The impossible finally happened: We went a full week without a beloved video game publication being gutted or shut down. Instead, The Old Site ended up in the hands of seemingly benign new owners, and a new home for games writing, Endless Mode, sprang forth from Paste’s media mini-empire. On the latest Aftermath Hours, we allow ourselves to experience a small amount of hope for the future.
This time around, we’re joined by Ethan Gach of Kotaku dot com and Garrett Martin of Endless Mode, two beneficiaries of the only good week for games media in the past century. We talk to both about the state of games journalism and their cautious optimism for the future now that MBA-brained business idiots seem to have moved on from blindly buying up websites for ponzi schemes.
Then we discuss decidedly less good news: Microsoft just laid off 9,000 more workers, many of them in games, resulting in cancellations of multiple promising projects as well as general industry brain drain. Finally, prompted by a mailbag question, we talk about the many cool world records we’ve broken, only some of which involve eating a waffle to discover a clue.

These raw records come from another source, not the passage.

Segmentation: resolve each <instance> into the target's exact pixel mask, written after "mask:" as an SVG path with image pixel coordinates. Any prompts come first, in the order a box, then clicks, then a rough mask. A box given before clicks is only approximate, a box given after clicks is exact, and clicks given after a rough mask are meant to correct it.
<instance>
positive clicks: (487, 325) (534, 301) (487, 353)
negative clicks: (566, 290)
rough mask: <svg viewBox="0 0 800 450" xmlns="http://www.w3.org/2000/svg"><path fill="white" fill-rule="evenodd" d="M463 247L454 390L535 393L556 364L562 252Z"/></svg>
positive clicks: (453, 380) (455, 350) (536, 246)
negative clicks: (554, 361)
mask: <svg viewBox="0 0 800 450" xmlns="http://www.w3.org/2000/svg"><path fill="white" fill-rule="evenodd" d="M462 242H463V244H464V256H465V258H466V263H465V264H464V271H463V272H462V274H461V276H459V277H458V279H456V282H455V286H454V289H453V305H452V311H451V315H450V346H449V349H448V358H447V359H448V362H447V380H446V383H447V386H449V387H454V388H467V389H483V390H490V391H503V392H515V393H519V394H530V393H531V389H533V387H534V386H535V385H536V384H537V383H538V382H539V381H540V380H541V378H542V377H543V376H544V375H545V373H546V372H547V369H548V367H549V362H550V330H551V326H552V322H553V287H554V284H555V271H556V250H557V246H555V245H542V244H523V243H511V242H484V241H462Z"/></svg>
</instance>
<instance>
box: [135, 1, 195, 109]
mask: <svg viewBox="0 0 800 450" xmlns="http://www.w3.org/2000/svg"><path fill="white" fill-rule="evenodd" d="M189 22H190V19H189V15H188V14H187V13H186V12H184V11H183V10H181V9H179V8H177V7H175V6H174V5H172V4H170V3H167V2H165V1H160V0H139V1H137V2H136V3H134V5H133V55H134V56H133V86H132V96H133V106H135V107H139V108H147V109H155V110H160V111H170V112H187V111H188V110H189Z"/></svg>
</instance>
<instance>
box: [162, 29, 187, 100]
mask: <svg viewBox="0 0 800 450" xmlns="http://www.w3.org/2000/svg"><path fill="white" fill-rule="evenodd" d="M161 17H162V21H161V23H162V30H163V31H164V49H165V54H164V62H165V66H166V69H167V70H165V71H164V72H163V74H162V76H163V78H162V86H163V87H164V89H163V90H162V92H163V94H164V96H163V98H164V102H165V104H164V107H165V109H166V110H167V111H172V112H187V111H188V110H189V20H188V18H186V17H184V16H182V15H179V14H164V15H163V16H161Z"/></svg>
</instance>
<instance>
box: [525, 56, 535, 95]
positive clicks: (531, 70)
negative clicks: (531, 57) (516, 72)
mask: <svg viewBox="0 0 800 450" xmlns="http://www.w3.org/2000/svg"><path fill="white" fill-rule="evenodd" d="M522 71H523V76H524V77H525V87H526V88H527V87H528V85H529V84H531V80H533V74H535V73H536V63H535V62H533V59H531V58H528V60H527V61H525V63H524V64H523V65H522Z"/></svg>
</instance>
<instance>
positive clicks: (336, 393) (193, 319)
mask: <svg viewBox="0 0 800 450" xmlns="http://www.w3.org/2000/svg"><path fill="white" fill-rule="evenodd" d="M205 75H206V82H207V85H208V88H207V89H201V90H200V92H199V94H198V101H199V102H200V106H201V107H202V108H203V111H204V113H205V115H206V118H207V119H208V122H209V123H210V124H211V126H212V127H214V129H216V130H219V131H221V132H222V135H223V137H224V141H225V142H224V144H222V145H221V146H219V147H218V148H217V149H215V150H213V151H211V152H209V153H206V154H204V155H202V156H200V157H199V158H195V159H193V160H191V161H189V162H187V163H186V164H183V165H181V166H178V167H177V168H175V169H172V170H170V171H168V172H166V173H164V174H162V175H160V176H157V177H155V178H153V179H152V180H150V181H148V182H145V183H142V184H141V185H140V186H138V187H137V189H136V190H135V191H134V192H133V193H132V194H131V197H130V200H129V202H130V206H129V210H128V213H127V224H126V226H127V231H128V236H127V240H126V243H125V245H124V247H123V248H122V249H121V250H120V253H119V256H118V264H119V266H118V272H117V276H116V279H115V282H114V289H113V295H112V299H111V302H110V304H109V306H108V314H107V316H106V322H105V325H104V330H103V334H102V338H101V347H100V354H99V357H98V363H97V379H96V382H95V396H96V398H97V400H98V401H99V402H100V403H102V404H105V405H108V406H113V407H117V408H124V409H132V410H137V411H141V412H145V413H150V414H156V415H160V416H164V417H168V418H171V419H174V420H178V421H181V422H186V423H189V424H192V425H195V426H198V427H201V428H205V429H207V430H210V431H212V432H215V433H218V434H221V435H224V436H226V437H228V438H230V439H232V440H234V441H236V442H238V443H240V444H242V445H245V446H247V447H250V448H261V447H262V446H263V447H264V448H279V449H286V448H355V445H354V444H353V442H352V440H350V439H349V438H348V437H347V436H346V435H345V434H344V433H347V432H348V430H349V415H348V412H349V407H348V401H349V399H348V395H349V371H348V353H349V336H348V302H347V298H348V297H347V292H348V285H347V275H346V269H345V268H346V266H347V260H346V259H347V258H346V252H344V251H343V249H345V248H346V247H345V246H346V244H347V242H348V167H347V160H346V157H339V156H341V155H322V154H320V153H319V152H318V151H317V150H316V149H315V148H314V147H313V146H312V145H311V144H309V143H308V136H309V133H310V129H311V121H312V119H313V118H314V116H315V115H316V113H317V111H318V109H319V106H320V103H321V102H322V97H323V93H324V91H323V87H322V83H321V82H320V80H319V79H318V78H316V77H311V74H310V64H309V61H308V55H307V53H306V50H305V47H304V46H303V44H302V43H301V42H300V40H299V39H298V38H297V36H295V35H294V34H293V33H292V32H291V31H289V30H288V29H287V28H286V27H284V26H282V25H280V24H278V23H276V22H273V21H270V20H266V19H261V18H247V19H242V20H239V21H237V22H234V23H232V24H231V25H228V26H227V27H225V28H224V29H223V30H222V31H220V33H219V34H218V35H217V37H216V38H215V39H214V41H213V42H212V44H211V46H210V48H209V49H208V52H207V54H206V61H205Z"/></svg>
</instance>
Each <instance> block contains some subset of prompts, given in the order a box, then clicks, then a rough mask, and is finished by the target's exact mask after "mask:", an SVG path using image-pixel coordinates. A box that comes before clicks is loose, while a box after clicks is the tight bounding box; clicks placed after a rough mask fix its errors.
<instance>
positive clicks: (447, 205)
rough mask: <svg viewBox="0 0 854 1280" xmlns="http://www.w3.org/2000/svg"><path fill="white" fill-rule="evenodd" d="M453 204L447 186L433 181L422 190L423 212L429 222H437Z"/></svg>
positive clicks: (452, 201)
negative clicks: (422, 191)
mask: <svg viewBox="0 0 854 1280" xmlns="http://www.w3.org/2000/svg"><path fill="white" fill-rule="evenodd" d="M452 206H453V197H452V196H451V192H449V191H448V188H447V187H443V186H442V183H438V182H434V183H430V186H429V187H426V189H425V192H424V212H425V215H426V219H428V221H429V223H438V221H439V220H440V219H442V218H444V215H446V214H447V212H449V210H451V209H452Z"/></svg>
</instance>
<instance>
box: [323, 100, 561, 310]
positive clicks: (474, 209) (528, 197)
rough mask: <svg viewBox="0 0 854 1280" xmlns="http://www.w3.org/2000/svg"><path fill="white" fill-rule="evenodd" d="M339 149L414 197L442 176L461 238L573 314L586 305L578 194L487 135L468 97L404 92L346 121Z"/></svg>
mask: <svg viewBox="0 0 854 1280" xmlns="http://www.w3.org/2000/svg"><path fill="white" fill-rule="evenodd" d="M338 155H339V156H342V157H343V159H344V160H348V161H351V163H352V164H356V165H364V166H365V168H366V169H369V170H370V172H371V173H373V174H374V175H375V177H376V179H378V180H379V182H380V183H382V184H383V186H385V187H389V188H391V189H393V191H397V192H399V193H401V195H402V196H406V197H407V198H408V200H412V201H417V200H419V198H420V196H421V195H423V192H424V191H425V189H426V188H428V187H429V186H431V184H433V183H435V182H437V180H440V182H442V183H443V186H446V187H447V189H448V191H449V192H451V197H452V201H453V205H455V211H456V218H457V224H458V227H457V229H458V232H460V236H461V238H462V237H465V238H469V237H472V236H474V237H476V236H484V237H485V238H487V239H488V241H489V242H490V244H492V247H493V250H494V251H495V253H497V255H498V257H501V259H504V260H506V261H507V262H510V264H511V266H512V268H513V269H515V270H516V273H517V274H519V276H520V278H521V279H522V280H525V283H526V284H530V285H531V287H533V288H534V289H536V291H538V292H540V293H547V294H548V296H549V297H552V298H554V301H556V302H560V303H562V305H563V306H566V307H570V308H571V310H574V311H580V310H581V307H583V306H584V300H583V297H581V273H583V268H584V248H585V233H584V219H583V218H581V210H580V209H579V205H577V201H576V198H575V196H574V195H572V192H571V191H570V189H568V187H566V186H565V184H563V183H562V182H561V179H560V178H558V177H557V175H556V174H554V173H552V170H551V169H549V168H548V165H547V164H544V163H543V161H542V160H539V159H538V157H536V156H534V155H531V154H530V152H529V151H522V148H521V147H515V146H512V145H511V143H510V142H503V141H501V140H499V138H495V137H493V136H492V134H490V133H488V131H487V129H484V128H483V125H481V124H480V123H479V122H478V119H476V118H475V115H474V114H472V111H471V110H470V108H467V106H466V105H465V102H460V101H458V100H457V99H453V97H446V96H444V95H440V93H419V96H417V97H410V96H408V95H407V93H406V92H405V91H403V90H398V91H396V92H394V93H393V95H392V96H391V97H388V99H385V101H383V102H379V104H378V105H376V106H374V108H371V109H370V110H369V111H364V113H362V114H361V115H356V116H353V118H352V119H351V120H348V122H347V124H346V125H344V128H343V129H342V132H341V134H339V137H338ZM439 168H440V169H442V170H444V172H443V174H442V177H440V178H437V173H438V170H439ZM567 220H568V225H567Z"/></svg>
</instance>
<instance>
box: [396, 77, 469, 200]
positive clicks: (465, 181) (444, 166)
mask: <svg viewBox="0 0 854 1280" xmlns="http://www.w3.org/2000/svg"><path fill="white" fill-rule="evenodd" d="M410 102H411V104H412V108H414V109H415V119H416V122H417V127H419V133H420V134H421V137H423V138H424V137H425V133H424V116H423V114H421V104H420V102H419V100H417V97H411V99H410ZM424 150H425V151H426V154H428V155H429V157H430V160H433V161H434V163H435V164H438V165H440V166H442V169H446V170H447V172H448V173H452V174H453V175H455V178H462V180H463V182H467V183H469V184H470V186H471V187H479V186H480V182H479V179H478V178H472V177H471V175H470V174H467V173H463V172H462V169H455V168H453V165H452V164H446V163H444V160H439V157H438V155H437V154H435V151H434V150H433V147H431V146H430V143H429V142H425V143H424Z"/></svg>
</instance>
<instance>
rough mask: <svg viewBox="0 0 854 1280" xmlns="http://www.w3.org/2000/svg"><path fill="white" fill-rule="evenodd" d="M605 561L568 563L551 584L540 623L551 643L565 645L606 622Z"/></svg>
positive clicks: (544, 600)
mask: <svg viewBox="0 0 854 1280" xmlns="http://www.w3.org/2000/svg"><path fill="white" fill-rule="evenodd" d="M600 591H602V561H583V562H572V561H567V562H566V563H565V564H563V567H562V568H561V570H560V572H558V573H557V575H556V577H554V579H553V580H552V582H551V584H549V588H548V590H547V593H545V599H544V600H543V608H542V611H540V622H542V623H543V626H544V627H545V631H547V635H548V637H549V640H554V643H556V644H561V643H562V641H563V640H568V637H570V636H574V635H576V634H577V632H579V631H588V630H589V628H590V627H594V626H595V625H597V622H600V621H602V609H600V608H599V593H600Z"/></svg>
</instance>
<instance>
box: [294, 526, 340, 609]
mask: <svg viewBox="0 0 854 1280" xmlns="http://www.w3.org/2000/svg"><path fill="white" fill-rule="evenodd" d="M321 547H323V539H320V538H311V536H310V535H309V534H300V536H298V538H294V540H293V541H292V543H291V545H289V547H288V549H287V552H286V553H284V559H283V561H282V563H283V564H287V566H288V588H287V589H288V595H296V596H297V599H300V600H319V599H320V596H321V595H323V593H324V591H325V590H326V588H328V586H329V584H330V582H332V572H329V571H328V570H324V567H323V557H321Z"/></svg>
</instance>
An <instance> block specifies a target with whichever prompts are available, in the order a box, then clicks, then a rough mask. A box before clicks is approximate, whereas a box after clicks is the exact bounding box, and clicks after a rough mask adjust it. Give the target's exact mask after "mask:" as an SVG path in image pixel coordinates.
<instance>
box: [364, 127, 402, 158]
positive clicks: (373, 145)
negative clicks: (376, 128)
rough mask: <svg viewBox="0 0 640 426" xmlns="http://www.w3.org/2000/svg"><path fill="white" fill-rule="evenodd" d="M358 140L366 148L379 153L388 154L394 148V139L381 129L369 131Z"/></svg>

You can find this week's episode below and on Spotify, Apple, or wherever else you prefer to listen to podcasts. If you like what you hear, make sure to leave a review so that we can overtake the Joe Rogan Experience on the podcast charts and confuse all the business idiots into believing they got out of the website business at the wrong time, throwing the entire ecosystem into chaos.
Here’s an excerpt from our conversation (edited for length and clarity):
Nathan: Ethan, you’ve been at Kotaku for pretty much its entire up-and-down cycle. Obviously Kotaku has, over that time period and due to a number of factors – none of which necessarily stem from the quality of writing being published – lost readers. What do you think contributed to that, and why was it entirely Jim Spanfeller?
Ethan: I can neither confirm nor deny any Mr Spanfeller’s involvement in the success or decline of Kotaku. One of the things that I think is nice about doing subscriptions or having a physical product is, it’s very clear what you’re making and who you’re giving it to and what you can get from them – as opposed to this sort of amorphous internet machine where all of the ad tech is inscrutable to most people and is controlled by very few companies, and you’re increasingly at the whims of forces beyond your control. That’s very different from having a news stand and a direct relationship with people.
I think so much back to when I first joined Kotaku and what the expectations were – and not realizing at the time that it was kind of the peak of digital media, or maybe right after the peak. It was taken for granted that what people want to do when they’re sitting at work on their computer is visit websites and what people want to do on their phones is visit websites – and that websites are sort of the main distraction. Versus now: People joke about the pivot to video being so dumb and terrible, but that is the content format most people live in. So I think a large part of the decline is just people moving away from a certain medium of getting their information.
And what you have then is a flight of investors being like “OK, the numbers kept going up here, so we can make money by selling this to the next person. And once the numbers stop going up, we now have to make money off a sustainable business.” And there are far fewer people who want to do that. Kotaku was sold to what is essentially a mom ‘n’ pop media company; Paste is owned by a guy. There are individuals or small groups who might like the idea of running a media business in the same way as I might want to open a restaurant because I like food or I like seeing people. It might be hard to make money that way, but that’s how I want to make the money, because that’s how I want to spend my time.
I think media is shifting back to needing to rely on people who want to do media to do media and try to make money at it, versus the [mentality] of “We’re flipping houses right now; we’re gonna sell Vice to Disney for billions of dollars.”
Nathan: The business-brained MBA dummies.
Ethan: Right, the dumb money. When that comes into any industry, things start to go off the rails because when any bubble bursts, immediately after the bubble things are worthless. Nobody wants them, or the right people who would want them can’t afford them. There’s an incongruency. The service people need or want is interesting writing. Do the majority of people in the world want to read about a game? 1) They probably don’t play games, and 2) they probably don’t want to read about them. But do millions of people want to read about games? Yes. Do hundreds of thousands of people want to pay to read good stuff about games? Probably. And so I think it’s a matter of finding a sustainable way to do that.